Abdullah Bozkurt
The office of Turkish President Recep Tayyip Erdoğan predicted that the Muslim Brotherhood would make a huge comeback three to five years after the ouster of Mohamed Morsi by the Egyptian military amid popular protests on July 3, 2013.
According to secret wiretaps obtained by Nordic Monitor, Erdoğan’s chief of staff, Hasan Doğan, said “God willing, I predict that this [ouster of Morsi] will lead to an explosion, a bigger and more dynamic change in Egypt within three to five years.” The phone conversation took place on July 4, 2013, a day after Morsi was overthrown, laying out the fresh thinking in the private quarters of his boss, then-Prime Minister Erdoğan.
Doğan was talking to Osama Qotb, the nephew of Egyptian cleric Sayyid Qutb, a founder of the Muslim Brotherhood, who apparently had unhindered access to Erdoğan’s office. Both were lamenting the developments in Egypt, admitting how demoralized they were and trying to console each other.
Doğan drew a comparison between the ouster of Turkish political Islamists in the late ’90s and what happened to Morsi, claiming that Egypt’s Brotherhood would make a huge comeback just like the Islamists did under Erdoğan few years later. He was referring to the resignation of the late Prime Minister Necmettin Erbakan, the Turkish equivalent of a Muslim Brotherhood figure, from a coalition government in 1997 under pressure from the military. Erdoğan, who was mayor of Istanbul from Erbakan’s Islamist Welfare Party at the time, was also removed from office after a conviction and served a four-month prison term.

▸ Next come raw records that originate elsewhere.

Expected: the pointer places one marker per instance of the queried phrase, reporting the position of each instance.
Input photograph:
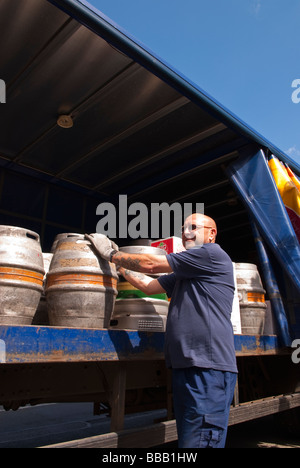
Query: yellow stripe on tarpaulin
(289, 188)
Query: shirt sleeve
(168, 283)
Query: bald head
(198, 229)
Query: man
(199, 344)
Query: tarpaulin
(289, 188)
(253, 180)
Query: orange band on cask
(19, 274)
(61, 279)
(255, 297)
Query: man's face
(195, 231)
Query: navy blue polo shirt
(199, 330)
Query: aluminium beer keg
(251, 296)
(133, 309)
(21, 275)
(81, 287)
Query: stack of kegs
(81, 287)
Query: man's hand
(102, 244)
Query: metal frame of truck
(140, 128)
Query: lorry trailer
(90, 115)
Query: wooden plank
(164, 432)
(32, 344)
(117, 402)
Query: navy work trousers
(202, 399)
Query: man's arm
(144, 263)
(142, 282)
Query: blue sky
(244, 53)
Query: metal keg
(61, 236)
(81, 287)
(251, 296)
(21, 275)
(144, 313)
(41, 314)
(134, 310)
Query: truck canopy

Transcript of the secret wiretap:
Dogan_Qotb_Morsi_ouster
Erdoğan’s chief of staff explained that the ouster of the Islamists from the government was a blessing in a disguise as they were not ready to run the country. He noted that Morsi and the Muslim Brotherhood in Egypt were not ready, either, as they lacked control of the judiciary, the military and other government branches. “Now I see the same in Egypt. They had been thwarting the work of that man [Morsi], anyway. The poor guy had no army, no police, no governor, no municipality, no judiciary, nobody,” Doğan told Qotb.
The rest of the conversation was about Doğan setting up a private meeting with Qotb’s associates and Erdoğan on a development project in Istanbul that was planned to move forward with financing from Yasin al-Qadi, an Egyptian-born Saudi national who was at one time flagged by the US Treasury and the UN al-Qaeda sanction committee. Qotb had been representing Qadi’s business and personal interests in Turkey and was working closely with Erdoğan’s son Bilal. Doğan promised he would make the arrangements.
Turkey and Egypt have had troubled ties over the Erdoğan government’s support for the Muslim Brotherhood, and the Turkish president declared he did not recognize Egyptian President Abdel Fattah el-Sisi as the leader of a legitimate government.
The wiretap was authorized by the Istanbul 2nd High Criminal Court, which was looking into terror-related cases. The authorization was granted on June 19, 2013 as part of investigation file No. 2012/656.
Al-Qadi, Doğan and Erdoğan’s son Bilal were all leading suspects in an organized crime investigation pursued by prosecutors in Istanbul and were the subjects of detention warrants issued on December 25, 2013 by the prosecutors. However, Erdoğan stepped in, illegally preventing the execution of the warrants by ordering the police to ignore the prosecutor’s orders. After the removal of the prosecutors and police chiefs who were involved in their investigation, Erdoğan managed to whitewash the crimes of his associates.